Together, with Fr. Seraphim and Victor Daniello, a friend of the Marians, the Digans made their improbable spiritual journey to the tomb of the little-known nun in Communist-controlled Poland. And, indeed, two healings occurred. Bobby suddenly became a playful child, energetic like he had never been before, and Maureen's disease had disappeared. It was Maureen's healing that led to Sr. Faustina's beatification in 1993.
He Said 'Yes'
Victor recalls Fr. Seraphim's crucial role in the miraculous events at Faustina's tomb.
"He made sure Maureen followed Christ's instructions on how to obtain His mercy," Victor said. "He urged her to make a good confession and receive the Eucharist. He pressed that upon her. He was very priestly, very fatherly, leading her — and me, for that matter — to a deeper understanding of Divine Mercy. He embraced the Digan family as his own."
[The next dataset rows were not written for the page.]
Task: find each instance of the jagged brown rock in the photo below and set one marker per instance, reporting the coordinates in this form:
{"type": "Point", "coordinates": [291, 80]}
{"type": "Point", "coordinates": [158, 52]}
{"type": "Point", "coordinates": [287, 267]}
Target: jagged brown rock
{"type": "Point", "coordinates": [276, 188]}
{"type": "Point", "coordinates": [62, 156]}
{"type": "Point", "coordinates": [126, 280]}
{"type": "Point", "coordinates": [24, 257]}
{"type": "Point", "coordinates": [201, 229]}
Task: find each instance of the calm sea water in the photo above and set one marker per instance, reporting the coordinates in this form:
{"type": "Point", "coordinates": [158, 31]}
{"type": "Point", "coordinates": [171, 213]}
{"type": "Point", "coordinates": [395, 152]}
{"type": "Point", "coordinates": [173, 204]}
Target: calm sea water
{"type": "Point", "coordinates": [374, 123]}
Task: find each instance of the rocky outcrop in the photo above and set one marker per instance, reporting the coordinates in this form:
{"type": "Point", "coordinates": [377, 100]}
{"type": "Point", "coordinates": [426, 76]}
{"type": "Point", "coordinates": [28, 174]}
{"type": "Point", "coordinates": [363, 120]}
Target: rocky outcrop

Victor continues, "Bob asked 'Would you come to Poland?' and Fr. Seraphim said 'yes.' That's what' he's done his whole life. He's said 'yes' to God. And I believe that's why God has chosen Fr. Seraphim to fulfill such an important role, to be an ambassador of Divine Mercy."
Father Seraphim was also involved in the case in 1995 of Fr. Ron Pytel, the Baltimore, Md., priest who was miraculously healed from an operable heart defect through the intercession of St. Faustina. Father Seraphim helped guide the process of gathering medical records and witnesses' accounts connected with the healing. Together with Fr. Pytel, Fr. Seraphim presented the case to the Vatican.
At the National Shrine on Aug. 22, 2010, friends, family, and fellow Marians paid tribute to Fr. Seraphim on his 80th birthday. Among the well-wishers were four sisters from St. Faustina's order, the Congregation of Sisters of Our Lady of Mercy.
Sister Saula Firer, OLM, speculated why God has chosen Fr. Seraphim to be one of His instruments in the spread of Divine Mercy. She said that, like St. Faustina herself, Fr. Seraphim shows the character that God most admires. "God wants to show His greatness through the humble," she said.
As an instrument, Fr. Seraphim was sharpened by his surroundings at a ripe young age. In the mid-1940s, his home parish, in Adams, Mass., became the first in the western hemisphere to enshrine an image of The Divine Mercy. He was even tapped as a child in the 1940s to help clean the residence in Stockbridge in preparation for the moving in of the Marian Fathers.
Through his subsequent writings and talks, and his role overseeing the Marians' publication of Divine Mercy materials sent from Stockbridge throughout the world, Fr. Seraphim has become one the most renowned experts on Divine Mercy and the life of St. Faustina. He'll talk about Divine Mercy. Easy. He'll talk about St. Faustina. Easy. But he won't say much about himself.
Such as: Why does he suppose he was chosen as vice-postulator?
"Because there was nobody else," he says.
And: Is he pleased to have played such a major role helping Divine Mercy become the greatest grassroots movement in Church history?
"Not because of me," he says, annoyed. "It's on account of St. Faustina!"
Just the same, Fr. Seraphim, we extend our heartfelt gratitude to you.